L'Intime

How can we open our hearts to our students? How can we make the language we teach beautiful to them? We must do so consciously through our voices.
The first thing is to remember that just the sound of any language is a beautiful thing in and of itself. So, to reach this place of pure shared meaning with our students, why not focus on speaking the language beautifully?
Secondly, we must focus on how are students are perceiving and absorbing the words we say. Why not try to understand what our students are really hearing us say? Why not make that effort to put ourselves in their shoes?
Doing both of these things will take us closer to true teaching but out of our comfort zones. We cannot be what we currently think teachers are and succeed at this new work. We must first change our very conception of what a foreign language teacher is. How do we do that?
We just keep pushing out on our comfort zones, filling real space, by softening our voices in the direction of what the French call “l’intime”, pausing and pointing a lot, going slowly, making sure we WBYT, doing the mechanical skills, but adding in a certain quality of voice, not a whisper, but a kind of “these-events-I am-telling-you-about-are-only-for-your-ears” and “this-is-very-special-stuff-I-am-telling-you”, as well. We must actually change the tenor and timbre of our voices! If we do that, we immediately move closer to the Pure Land.
When we do change our voice quality, our kids will respond a bit awkwardly at first. They are used to living in noise. But they will settle into this “elegant word space” when we make it clear to them that we are not going to stop speaking to them in this delicate, soft way, which is far above a whisper but below our “normal” teaching voices. We thus save our voices.
We use our story to share something very special with the kids, things that we would not say to just anybody. We tell only them about an individually created invisible skeleton named Frederick who only LOOKS scary on the outside but really wants to find friends if he could just stop scaring people away, just like the student who created him.
We tell only our students – other people, other classes, can’t know it. A person has to be in this very classroom at this very moment to know these things!
We use the tenor and timbre of our voices to convince our students that we would say these things only to them because we respect that they are the only ones who could have ever created this particular story.

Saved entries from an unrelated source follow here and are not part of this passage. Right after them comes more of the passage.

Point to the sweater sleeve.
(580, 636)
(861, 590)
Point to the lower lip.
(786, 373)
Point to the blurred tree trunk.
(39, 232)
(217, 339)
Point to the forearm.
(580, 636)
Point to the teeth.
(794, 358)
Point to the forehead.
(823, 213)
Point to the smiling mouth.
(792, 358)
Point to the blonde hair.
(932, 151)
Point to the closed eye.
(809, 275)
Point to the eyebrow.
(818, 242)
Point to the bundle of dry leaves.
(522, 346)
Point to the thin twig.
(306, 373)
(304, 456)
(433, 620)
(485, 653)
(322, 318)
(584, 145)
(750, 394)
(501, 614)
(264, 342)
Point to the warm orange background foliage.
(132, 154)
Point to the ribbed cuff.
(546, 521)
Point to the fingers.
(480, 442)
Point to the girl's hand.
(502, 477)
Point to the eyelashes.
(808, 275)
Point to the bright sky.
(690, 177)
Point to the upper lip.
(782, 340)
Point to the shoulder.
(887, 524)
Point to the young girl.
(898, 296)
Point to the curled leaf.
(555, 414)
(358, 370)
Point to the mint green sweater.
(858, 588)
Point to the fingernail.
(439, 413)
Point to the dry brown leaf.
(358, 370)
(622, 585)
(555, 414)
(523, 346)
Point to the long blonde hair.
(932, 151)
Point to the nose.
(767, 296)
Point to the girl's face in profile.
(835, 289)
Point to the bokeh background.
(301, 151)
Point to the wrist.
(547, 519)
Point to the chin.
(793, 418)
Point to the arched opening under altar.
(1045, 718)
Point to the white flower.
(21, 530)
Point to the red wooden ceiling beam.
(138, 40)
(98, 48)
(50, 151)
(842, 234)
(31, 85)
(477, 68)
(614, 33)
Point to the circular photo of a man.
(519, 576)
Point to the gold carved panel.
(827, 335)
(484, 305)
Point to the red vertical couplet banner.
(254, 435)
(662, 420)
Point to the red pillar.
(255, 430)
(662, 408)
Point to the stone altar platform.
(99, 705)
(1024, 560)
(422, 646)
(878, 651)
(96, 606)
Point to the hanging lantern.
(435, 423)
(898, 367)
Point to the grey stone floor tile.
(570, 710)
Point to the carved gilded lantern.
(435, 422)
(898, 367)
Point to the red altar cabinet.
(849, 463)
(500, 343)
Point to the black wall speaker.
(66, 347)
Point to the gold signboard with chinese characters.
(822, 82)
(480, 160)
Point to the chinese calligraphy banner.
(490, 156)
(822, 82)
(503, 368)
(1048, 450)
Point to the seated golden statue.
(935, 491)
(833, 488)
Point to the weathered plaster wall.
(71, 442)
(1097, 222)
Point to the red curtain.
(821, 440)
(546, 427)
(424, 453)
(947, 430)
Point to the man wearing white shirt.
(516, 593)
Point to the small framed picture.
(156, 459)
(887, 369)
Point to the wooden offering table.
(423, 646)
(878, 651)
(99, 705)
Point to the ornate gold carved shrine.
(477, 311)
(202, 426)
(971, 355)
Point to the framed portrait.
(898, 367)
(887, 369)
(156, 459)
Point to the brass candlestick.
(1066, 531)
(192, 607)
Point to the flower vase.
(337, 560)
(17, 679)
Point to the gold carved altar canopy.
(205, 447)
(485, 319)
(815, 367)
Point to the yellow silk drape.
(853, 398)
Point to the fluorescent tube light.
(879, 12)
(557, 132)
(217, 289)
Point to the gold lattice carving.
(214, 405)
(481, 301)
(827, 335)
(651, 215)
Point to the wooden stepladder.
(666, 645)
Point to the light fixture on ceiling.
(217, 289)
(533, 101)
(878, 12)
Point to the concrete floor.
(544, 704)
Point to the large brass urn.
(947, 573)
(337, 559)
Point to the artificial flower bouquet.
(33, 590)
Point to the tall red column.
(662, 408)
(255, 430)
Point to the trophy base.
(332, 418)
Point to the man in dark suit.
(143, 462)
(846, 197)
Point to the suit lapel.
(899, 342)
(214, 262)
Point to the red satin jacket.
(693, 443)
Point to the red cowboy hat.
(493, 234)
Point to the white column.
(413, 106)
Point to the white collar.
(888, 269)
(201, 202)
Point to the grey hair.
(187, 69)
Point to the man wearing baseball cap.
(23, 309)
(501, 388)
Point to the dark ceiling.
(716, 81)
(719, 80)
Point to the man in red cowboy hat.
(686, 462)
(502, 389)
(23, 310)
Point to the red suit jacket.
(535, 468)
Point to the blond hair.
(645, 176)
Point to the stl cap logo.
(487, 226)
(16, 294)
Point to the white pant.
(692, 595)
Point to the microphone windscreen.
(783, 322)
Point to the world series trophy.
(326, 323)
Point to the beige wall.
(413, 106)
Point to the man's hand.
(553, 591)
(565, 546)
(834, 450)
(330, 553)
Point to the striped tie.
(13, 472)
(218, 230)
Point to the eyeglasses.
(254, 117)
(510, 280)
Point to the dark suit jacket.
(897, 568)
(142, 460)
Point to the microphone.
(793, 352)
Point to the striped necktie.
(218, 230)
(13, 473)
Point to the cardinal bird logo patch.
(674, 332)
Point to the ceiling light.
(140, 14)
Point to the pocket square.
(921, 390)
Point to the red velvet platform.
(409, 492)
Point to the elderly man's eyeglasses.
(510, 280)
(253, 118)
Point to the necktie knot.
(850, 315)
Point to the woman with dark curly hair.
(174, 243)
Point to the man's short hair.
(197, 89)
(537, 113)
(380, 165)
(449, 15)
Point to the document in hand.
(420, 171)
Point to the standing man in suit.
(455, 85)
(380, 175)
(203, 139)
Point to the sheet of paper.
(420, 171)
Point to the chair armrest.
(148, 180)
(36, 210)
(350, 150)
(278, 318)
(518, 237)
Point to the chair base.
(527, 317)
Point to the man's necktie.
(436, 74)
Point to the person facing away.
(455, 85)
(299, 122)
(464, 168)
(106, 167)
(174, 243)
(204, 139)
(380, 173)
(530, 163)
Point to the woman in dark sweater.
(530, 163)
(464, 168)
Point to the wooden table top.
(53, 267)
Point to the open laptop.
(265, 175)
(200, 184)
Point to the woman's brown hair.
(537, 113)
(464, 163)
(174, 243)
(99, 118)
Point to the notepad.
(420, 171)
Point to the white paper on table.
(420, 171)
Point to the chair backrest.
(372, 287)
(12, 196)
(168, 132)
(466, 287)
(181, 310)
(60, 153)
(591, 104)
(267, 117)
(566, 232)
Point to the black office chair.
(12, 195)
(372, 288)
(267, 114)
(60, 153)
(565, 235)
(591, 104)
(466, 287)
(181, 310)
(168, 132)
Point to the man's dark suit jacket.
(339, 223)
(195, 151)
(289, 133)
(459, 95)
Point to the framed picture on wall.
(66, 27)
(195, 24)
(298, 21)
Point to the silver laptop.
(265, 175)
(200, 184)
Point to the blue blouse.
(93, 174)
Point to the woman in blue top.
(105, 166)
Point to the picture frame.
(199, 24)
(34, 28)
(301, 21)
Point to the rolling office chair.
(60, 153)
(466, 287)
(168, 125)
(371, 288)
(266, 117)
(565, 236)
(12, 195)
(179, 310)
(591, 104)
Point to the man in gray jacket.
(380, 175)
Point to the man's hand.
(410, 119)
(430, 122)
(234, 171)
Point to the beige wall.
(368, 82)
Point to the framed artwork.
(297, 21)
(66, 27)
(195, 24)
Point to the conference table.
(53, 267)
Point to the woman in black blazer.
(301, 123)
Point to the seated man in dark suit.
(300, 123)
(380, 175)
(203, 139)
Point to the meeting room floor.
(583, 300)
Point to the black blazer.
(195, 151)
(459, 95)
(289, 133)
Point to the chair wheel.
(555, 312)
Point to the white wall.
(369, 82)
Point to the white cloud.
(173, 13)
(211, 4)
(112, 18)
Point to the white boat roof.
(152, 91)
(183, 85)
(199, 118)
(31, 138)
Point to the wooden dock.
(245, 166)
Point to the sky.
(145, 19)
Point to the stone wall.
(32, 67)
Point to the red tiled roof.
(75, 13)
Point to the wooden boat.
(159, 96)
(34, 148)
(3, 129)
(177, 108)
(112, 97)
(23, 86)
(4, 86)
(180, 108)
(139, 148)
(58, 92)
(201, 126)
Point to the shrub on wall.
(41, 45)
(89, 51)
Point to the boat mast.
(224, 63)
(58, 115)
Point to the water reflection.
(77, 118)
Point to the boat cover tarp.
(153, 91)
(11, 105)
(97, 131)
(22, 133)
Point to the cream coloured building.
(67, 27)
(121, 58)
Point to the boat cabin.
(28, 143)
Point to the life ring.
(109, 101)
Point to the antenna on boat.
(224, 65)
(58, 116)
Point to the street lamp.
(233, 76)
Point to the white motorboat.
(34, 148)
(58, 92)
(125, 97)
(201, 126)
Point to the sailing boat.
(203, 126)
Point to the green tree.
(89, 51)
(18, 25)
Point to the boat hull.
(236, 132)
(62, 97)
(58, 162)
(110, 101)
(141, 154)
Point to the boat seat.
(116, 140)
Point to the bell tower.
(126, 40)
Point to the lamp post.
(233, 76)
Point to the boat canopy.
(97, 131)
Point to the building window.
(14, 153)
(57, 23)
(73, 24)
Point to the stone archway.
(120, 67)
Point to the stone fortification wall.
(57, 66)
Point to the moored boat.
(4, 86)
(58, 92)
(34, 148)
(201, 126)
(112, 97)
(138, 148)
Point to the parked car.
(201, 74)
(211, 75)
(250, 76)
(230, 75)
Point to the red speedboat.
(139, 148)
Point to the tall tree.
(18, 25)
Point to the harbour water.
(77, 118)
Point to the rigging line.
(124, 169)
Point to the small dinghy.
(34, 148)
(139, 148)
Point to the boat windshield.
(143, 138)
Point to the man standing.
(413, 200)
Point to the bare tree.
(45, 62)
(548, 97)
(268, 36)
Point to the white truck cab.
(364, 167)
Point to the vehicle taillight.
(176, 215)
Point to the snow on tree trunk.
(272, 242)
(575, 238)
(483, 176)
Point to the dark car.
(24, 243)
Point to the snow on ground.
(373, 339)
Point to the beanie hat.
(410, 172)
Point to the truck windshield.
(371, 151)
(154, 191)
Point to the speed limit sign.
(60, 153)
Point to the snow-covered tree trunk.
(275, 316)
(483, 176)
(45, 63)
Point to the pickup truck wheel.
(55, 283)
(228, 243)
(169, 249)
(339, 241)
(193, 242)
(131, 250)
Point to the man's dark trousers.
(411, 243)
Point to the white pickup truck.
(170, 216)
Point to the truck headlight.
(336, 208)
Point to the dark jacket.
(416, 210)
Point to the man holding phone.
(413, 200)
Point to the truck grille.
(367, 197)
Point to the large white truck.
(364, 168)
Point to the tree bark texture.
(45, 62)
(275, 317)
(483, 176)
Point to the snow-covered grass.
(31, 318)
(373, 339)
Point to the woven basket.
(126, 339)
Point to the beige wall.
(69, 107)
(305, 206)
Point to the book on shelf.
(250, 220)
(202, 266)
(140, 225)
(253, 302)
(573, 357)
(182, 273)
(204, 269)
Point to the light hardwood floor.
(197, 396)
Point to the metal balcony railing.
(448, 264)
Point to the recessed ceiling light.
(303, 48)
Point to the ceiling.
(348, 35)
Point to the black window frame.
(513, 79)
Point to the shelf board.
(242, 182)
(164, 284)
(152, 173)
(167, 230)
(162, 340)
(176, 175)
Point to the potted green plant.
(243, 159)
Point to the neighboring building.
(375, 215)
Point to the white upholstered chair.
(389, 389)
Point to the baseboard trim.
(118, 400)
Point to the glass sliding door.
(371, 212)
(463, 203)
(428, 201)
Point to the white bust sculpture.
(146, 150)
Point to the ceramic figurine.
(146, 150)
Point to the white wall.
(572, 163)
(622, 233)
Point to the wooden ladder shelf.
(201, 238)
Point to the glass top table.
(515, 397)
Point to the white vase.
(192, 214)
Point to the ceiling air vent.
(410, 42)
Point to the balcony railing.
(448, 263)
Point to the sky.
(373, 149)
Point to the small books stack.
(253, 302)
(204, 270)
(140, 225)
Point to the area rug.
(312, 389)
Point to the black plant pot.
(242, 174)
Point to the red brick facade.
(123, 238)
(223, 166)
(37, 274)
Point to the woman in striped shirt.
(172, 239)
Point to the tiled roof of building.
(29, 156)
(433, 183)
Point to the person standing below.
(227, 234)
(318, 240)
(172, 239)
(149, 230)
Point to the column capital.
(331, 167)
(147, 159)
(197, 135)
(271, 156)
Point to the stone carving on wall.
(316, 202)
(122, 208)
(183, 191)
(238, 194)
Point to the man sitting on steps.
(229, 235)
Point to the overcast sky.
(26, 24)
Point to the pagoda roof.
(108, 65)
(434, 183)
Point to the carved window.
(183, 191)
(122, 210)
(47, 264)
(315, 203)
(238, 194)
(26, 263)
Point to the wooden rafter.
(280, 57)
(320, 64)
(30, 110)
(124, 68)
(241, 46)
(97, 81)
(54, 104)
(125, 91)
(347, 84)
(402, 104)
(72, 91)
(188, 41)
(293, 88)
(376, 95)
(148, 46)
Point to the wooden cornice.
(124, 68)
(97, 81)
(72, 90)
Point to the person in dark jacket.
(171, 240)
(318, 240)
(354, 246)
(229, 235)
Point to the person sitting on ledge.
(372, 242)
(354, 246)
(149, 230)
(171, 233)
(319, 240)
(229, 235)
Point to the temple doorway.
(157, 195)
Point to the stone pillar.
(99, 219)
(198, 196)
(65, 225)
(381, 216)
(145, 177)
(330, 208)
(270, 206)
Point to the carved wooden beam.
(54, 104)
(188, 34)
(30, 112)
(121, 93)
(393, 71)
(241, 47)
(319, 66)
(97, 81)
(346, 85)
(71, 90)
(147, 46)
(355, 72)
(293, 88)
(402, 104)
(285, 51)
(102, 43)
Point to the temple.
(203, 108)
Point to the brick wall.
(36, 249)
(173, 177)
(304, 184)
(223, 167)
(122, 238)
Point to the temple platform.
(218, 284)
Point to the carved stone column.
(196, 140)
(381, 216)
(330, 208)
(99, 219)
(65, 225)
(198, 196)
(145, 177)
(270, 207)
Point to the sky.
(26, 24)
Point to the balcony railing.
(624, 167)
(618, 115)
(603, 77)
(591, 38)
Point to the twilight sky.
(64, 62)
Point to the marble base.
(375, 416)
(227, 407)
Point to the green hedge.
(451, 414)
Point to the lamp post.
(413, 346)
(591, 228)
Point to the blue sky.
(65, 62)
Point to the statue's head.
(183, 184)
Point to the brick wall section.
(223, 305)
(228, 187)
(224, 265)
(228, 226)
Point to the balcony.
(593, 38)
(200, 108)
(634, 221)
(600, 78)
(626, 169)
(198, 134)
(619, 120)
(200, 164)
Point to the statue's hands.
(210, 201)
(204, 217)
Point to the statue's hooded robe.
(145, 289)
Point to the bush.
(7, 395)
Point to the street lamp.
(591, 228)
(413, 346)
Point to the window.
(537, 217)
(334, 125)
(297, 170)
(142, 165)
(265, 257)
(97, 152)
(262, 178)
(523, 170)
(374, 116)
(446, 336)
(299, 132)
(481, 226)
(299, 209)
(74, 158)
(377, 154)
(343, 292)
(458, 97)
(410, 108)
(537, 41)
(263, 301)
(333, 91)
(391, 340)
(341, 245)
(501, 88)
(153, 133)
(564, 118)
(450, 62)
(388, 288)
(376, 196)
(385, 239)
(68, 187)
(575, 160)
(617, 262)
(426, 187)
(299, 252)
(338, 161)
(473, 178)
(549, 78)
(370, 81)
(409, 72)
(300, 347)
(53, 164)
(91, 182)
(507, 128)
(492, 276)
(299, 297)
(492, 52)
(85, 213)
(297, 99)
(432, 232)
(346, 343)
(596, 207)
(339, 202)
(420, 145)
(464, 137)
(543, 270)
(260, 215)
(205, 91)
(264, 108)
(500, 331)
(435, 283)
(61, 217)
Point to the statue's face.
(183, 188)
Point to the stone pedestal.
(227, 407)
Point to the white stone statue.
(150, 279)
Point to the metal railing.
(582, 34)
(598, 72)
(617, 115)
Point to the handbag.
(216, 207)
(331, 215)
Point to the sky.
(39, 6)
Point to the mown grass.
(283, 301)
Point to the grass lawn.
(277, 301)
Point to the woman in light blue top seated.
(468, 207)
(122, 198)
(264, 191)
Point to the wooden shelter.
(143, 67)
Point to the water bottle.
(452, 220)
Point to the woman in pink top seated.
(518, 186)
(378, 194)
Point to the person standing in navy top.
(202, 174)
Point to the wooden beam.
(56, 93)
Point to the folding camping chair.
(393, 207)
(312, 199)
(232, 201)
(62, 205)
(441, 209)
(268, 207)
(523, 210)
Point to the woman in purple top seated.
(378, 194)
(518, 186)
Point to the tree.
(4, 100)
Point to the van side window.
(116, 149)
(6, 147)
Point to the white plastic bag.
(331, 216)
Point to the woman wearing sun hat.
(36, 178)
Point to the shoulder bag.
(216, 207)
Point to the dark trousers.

So we spend our class periods in a kind of bowing down, via soft language, to them, to the amazing events that they create with their cute answers to our questions, to the astounding beauty of the events they think they have created before our eyes.
As the story unfolds, we realize that the Pure Land is reached when we use our voices to create a certain purity of sound, of words elegantly spoken, not barked or yelled, but served up on a silver platter just for them, like a good meal, specifically because they are so wonderful.
Now, in future classes, I will try to remember that all I have to do to make CI work for me is to combine the basic skills of SLOW, Walk Before You Talk, etc. with making the language beautiful just for my students.
I don’t need lesson plans. I really don’t. I mean, I just don’t. In fact, lesson plans deaden everything. I do need faith, and skills, and I do need to be aware of how I am using my voice.
Knowing that human beings are irresistibly drawn to beauty, I use the language I teach as a beautiful bridge into my students’ hearts.